What happens now? The Chinese lack choke points which can define Soviet-style bastions. However, it has been suggested that the bay formed by North Korea and Manchuria in the Yellow Sea might be seen as a potential bastion. If that idea is adopted by the Chinese leadership, North Korea gains importance from their point of view. Korean unification would become infinitely less acceptable, unless the future Korean peninsula is dominated by China. Otherwise the sanctuary will be subject to patrol by South Korean or U.S. forces. Even now, there must be some question as to whether the bay involved is particularly secure, given its wide opening and the proximity of U.S. and South Korean forces.
In this view, the South Korean program to acquire a substantial force of P-SCs would seem threatening. Since P-SCs are often in effect interceptors of submarines detected by other longerrange systems, one implication of the program would seem to be that the South Koreans either have, or have access to, a longrange submarine detection system analogous to the U.S. Cold War (SOSUS) system.
In recent years the Chinese have announced a policy of dominating successive offshore lines of islands. Although it seems unlikely that such a policy would be very workable, it may suggest that the Chinese see the South China Sea, whose islands they claim, as a future bastion. In order to threaten the United States from this area, they would need a much longer-range missile, carried by a larger submarine.
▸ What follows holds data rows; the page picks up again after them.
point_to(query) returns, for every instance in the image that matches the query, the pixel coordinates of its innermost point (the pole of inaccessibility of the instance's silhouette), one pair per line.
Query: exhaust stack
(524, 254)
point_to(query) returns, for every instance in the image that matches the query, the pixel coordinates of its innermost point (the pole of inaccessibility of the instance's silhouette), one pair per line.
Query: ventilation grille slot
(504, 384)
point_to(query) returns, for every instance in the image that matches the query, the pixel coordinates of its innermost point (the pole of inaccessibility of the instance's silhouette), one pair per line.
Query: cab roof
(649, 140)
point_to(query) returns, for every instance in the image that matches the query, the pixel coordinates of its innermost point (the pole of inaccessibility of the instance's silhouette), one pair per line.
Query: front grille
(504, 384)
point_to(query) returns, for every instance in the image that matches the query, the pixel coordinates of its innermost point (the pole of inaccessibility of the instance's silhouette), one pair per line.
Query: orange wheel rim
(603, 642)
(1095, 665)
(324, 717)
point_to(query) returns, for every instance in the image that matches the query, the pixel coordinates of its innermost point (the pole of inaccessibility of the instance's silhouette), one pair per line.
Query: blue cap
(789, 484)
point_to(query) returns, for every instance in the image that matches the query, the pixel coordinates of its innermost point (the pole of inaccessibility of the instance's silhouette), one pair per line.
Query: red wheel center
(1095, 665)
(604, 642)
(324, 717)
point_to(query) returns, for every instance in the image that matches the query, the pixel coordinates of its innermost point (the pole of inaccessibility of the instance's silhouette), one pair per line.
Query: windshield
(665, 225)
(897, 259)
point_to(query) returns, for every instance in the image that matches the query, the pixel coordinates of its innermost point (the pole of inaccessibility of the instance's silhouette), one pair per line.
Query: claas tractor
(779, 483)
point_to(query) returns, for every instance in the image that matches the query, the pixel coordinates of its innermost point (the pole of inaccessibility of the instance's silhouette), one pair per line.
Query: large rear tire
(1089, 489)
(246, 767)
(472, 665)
It is also possible that the Chinese doubt that a missile submarine operating in the large area defined by its missile range is particularly vulnerable. That has certainly been the U.S. position. In the Chinese case it may be bolstered if the Chinese have only limited respect for U.S. strategic ASW. That might be especially so if they have little such capability of their own. Their main access to strategic anti-submarine warfare systems may have been through the Russians, and the Russian systems put in place late in the Cold War and afterwards had ranges of hundreds rather than thousands of miles.
In that case the Chinese will have only limited interest in submarine sanctuaries. Very long missile range will be valued mainly because it will place much more of the United States at risk; a submarine off the Pacific Coast will be able to attack cities on the East Coast. In such a scenario, policy in Korea will have no connection with the future Chinese submarine deterrent.
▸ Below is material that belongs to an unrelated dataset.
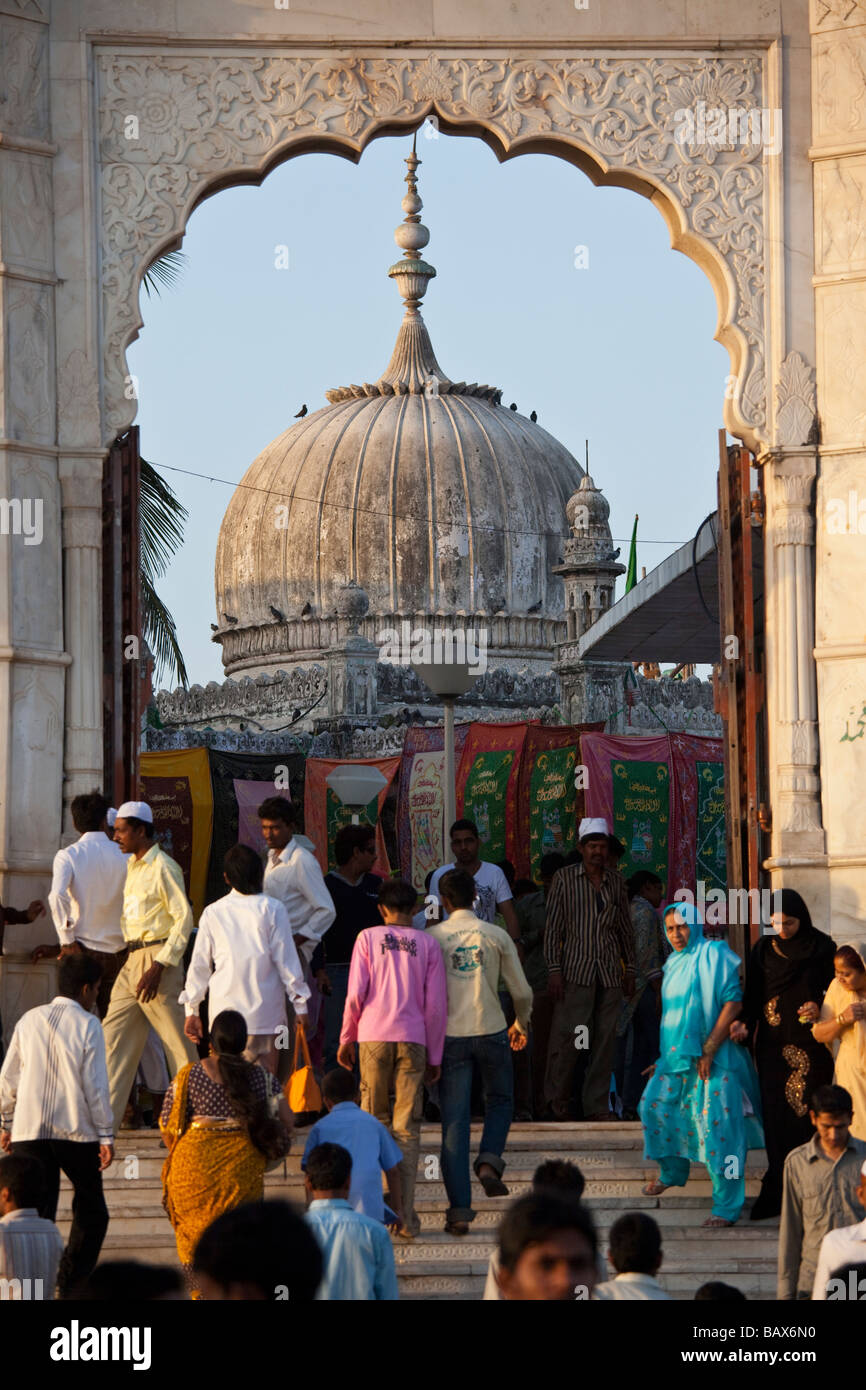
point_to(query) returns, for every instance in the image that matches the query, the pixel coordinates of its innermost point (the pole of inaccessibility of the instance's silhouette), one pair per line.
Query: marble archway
(203, 123)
Of course it is also quite possible that none of this logic has been worked through. Many national leaders imagine that buying weapons, without the requisite sensor or command and control back-up, provides military muscle. It is also quite possible that no one has really thought through Chinese submarine survivability issues. Current Chinese nuclear submarines are apparently quite noisy, having been designed many years ago. The coming attack and strategic submarines (Types 093 and 094) are always described as very quiet, but they do not yet exist, and our own experience in the past was that a submarine conceived as very quiet could turn out to be embarrassingly noisy (until it was very carefully, and often very expensively, modified). The Chinese leadership, which paid for the submarine and its JL-2 missile, has presumably been told that the submarine will be undetectable. We will have to wait a few years to find out whether that is so.